Health and conception: Healthy Pregnancy

Click to follow
Indy Lifestyle Online
Pre-conception health - the notion that would-be parents ought to be fit for pregnancy well before the prospective baby is even a glint in their eyes - should be easy for a health-conscious society to take on board, writes Heather Welford. However pre-conception care is problematic. An estimated half of all pregnancies are unplanned.

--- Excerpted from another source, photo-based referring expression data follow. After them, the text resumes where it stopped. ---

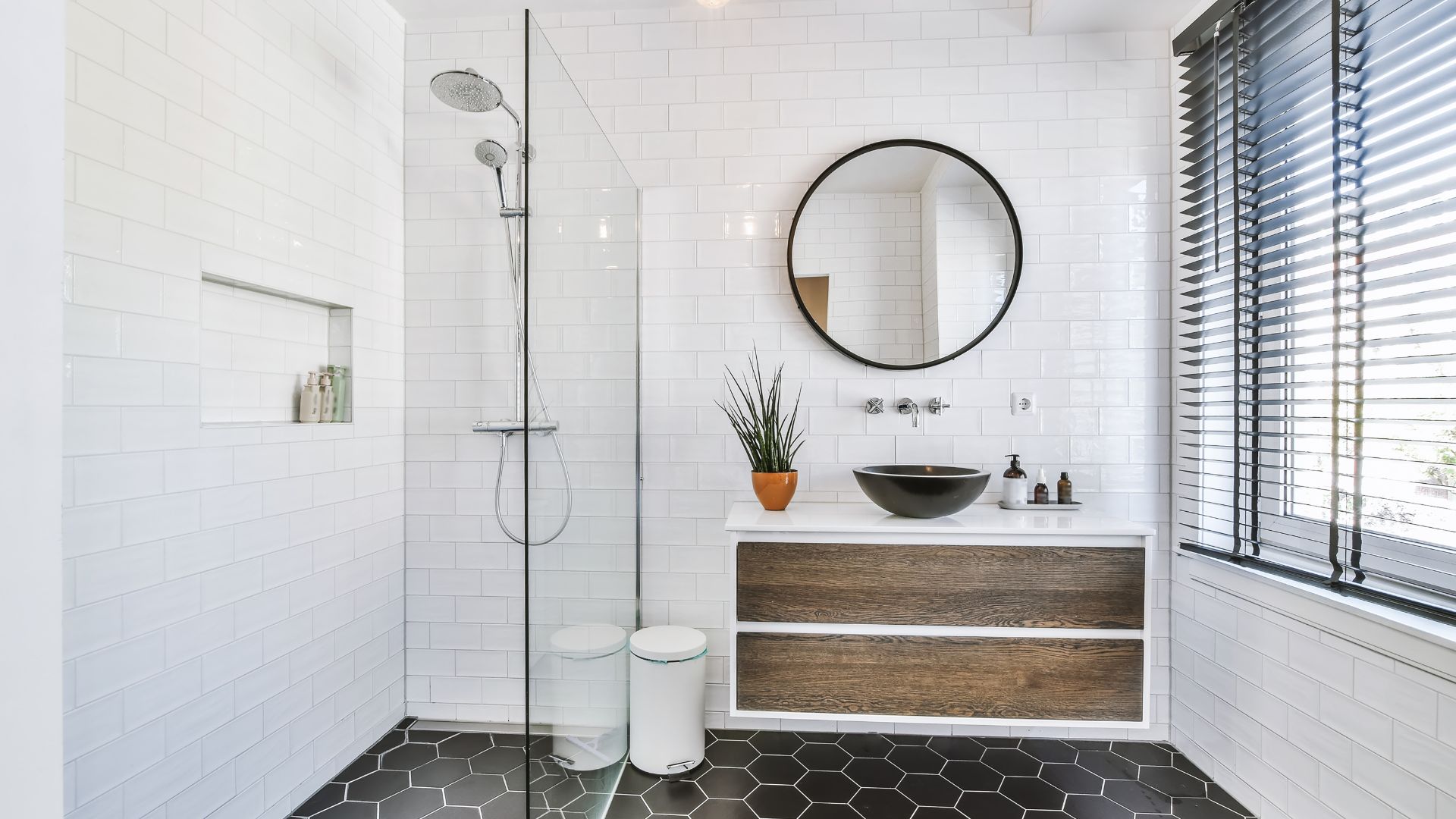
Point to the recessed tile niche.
(259, 346)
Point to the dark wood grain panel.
(943, 676)
(927, 585)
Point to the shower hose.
(500, 472)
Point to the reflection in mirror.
(905, 256)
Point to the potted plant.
(769, 438)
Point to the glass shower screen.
(582, 482)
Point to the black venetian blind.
(1316, 335)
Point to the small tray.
(1041, 506)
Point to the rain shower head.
(491, 153)
(466, 91)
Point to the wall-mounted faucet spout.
(908, 407)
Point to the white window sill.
(1398, 634)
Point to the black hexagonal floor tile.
(1107, 764)
(456, 812)
(378, 786)
(971, 776)
(820, 757)
(727, 783)
(431, 736)
(1138, 798)
(466, 745)
(777, 770)
(724, 809)
(731, 754)
(868, 745)
(957, 748)
(438, 773)
(731, 733)
(983, 805)
(929, 789)
(817, 736)
(883, 803)
(874, 773)
(1203, 809)
(777, 776)
(322, 799)
(351, 811)
(497, 761)
(1144, 752)
(635, 781)
(916, 760)
(777, 742)
(778, 802)
(827, 786)
(937, 814)
(1071, 779)
(506, 806)
(674, 798)
(1050, 749)
(832, 811)
(628, 806)
(1172, 781)
(408, 757)
(1033, 793)
(564, 793)
(909, 738)
(1082, 806)
(413, 803)
(475, 790)
(1012, 761)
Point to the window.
(1316, 335)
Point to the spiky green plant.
(769, 439)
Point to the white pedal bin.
(593, 665)
(669, 665)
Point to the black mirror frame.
(948, 150)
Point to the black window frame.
(1218, 183)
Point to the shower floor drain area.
(428, 774)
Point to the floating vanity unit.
(989, 617)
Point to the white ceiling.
(1049, 17)
(436, 9)
(1085, 17)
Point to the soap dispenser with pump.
(1014, 483)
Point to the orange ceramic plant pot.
(775, 490)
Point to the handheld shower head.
(491, 153)
(466, 91)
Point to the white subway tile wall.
(1301, 722)
(235, 596)
(724, 118)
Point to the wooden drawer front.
(913, 585)
(1002, 678)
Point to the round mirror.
(905, 254)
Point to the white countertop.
(979, 519)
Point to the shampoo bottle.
(338, 379)
(309, 401)
(1014, 483)
(325, 398)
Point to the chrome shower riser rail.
(514, 428)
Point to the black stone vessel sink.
(922, 491)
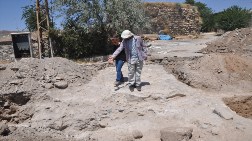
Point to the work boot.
(117, 83)
(138, 88)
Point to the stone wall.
(6, 54)
(173, 18)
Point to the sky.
(11, 10)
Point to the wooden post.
(38, 27)
(48, 26)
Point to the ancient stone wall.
(6, 54)
(173, 18)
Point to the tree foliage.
(89, 23)
(29, 15)
(232, 18)
(191, 2)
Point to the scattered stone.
(61, 84)
(223, 112)
(48, 86)
(14, 68)
(103, 124)
(59, 78)
(15, 82)
(176, 134)
(175, 95)
(215, 131)
(137, 134)
(140, 114)
(6, 104)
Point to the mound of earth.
(229, 72)
(241, 105)
(34, 75)
(239, 40)
(227, 67)
(26, 79)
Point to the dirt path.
(99, 111)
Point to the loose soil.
(57, 99)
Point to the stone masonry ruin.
(173, 18)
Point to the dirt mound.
(33, 75)
(239, 40)
(227, 72)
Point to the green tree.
(191, 2)
(232, 18)
(29, 16)
(89, 23)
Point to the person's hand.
(110, 61)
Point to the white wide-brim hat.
(126, 34)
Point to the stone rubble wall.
(6, 53)
(173, 18)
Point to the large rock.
(223, 112)
(61, 84)
(176, 134)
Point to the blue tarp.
(164, 37)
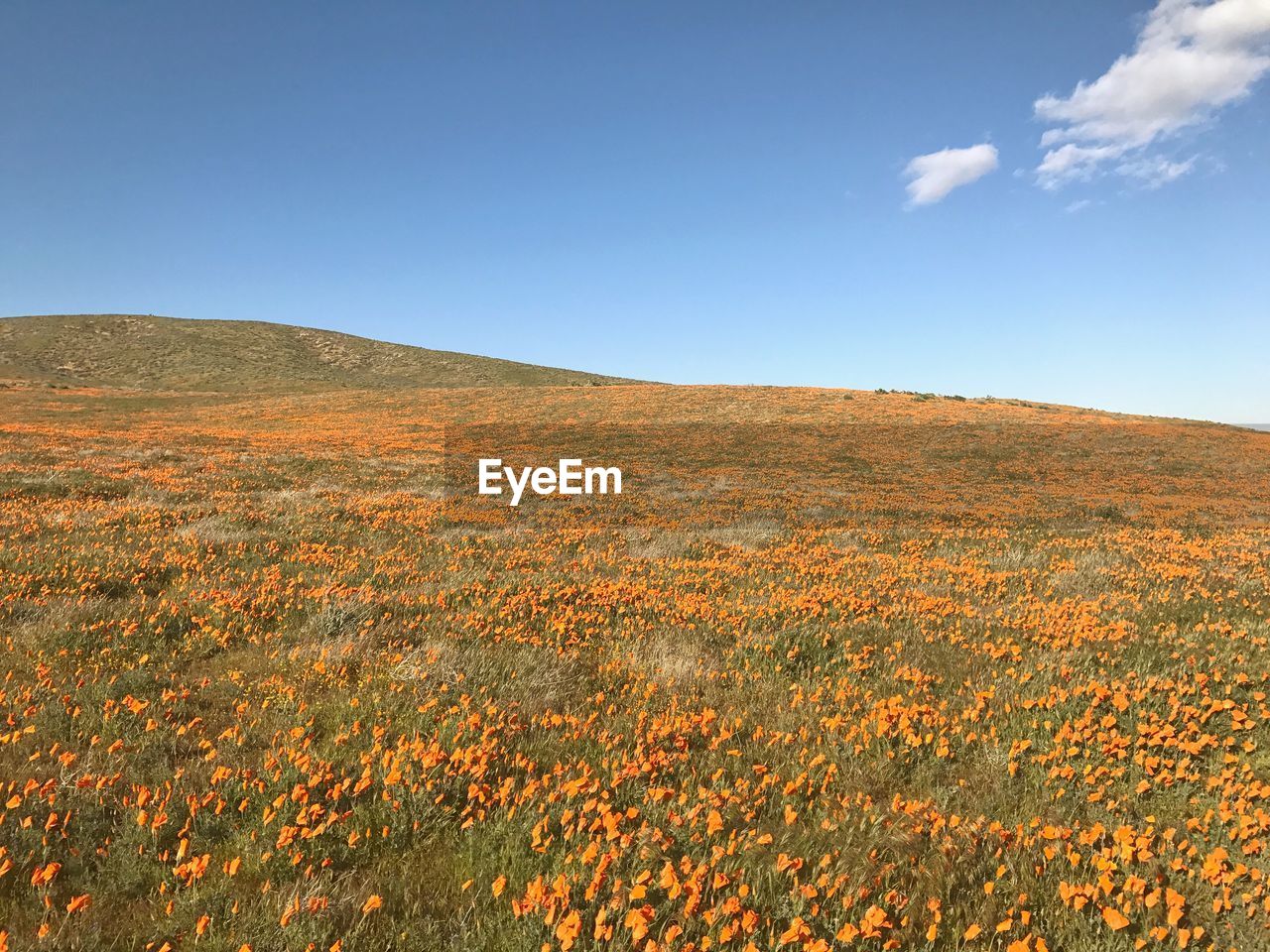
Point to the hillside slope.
(173, 354)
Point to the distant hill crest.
(144, 352)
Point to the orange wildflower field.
(835, 670)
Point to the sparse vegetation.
(143, 352)
(980, 676)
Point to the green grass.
(137, 352)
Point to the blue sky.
(711, 191)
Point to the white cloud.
(1192, 59)
(934, 176)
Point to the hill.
(135, 352)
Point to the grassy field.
(837, 670)
(143, 352)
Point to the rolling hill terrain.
(835, 669)
(135, 352)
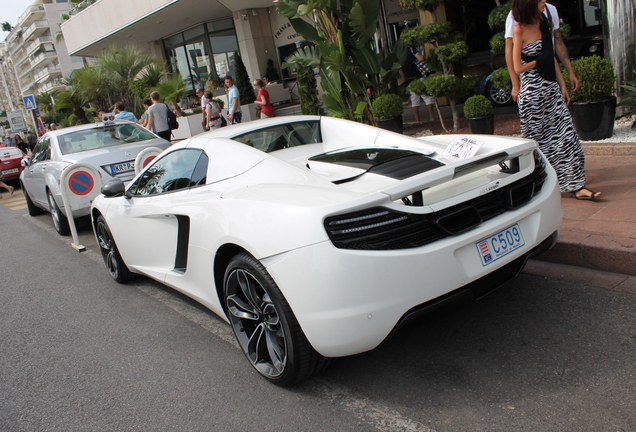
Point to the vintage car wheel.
(114, 263)
(32, 208)
(265, 326)
(59, 219)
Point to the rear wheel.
(110, 253)
(265, 326)
(33, 209)
(59, 219)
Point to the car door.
(152, 228)
(35, 173)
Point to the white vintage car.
(111, 148)
(316, 237)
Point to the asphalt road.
(79, 352)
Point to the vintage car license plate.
(123, 167)
(499, 245)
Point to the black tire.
(114, 263)
(60, 222)
(33, 209)
(498, 96)
(265, 326)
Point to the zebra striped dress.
(545, 118)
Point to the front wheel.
(114, 263)
(59, 219)
(265, 326)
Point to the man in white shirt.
(559, 48)
(204, 102)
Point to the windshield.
(10, 151)
(101, 137)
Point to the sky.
(11, 11)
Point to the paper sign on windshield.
(462, 148)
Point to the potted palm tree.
(478, 111)
(387, 112)
(594, 106)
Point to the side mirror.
(113, 188)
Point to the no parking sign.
(79, 184)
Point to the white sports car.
(316, 237)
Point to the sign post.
(79, 184)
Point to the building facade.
(37, 49)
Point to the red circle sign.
(81, 183)
(148, 160)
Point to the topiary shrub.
(501, 78)
(596, 79)
(477, 106)
(387, 106)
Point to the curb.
(594, 251)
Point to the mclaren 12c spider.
(316, 237)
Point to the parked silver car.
(111, 148)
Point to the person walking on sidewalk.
(542, 98)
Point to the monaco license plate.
(499, 245)
(122, 167)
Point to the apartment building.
(9, 88)
(37, 49)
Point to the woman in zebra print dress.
(543, 98)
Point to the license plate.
(122, 167)
(499, 245)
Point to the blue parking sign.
(29, 102)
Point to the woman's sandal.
(585, 197)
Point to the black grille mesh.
(382, 229)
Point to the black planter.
(594, 120)
(482, 125)
(394, 125)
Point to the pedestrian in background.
(212, 112)
(543, 97)
(234, 105)
(158, 117)
(262, 99)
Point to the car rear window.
(102, 136)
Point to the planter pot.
(482, 125)
(594, 120)
(394, 125)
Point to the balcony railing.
(30, 10)
(42, 24)
(36, 43)
(41, 57)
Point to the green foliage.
(434, 33)
(308, 92)
(501, 78)
(387, 106)
(497, 43)
(342, 33)
(271, 71)
(477, 106)
(497, 17)
(596, 79)
(427, 5)
(629, 99)
(242, 81)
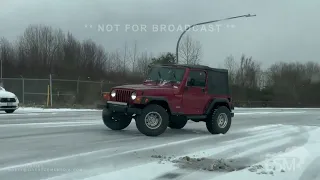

Telling 50 per cent of future parents that they should have prepared for conception months beforehand is not only useless, but anxiety-making at a time that's already stressful enough.

Sparing feelings is perhaps one reason why advice on pre-conception health is only now reaching the mainstream of maternity care. Yet while no one claims preparation can guarantee a problem-free pregnancy and a healthy baby, there's now really good evidence that it's worthwhile.

It's a way of tipping the scales in your baby's favour, especially if you've had problems in the past, or if you have had a baby born pre-term.

Basic advice should be implemented three to six months before conception.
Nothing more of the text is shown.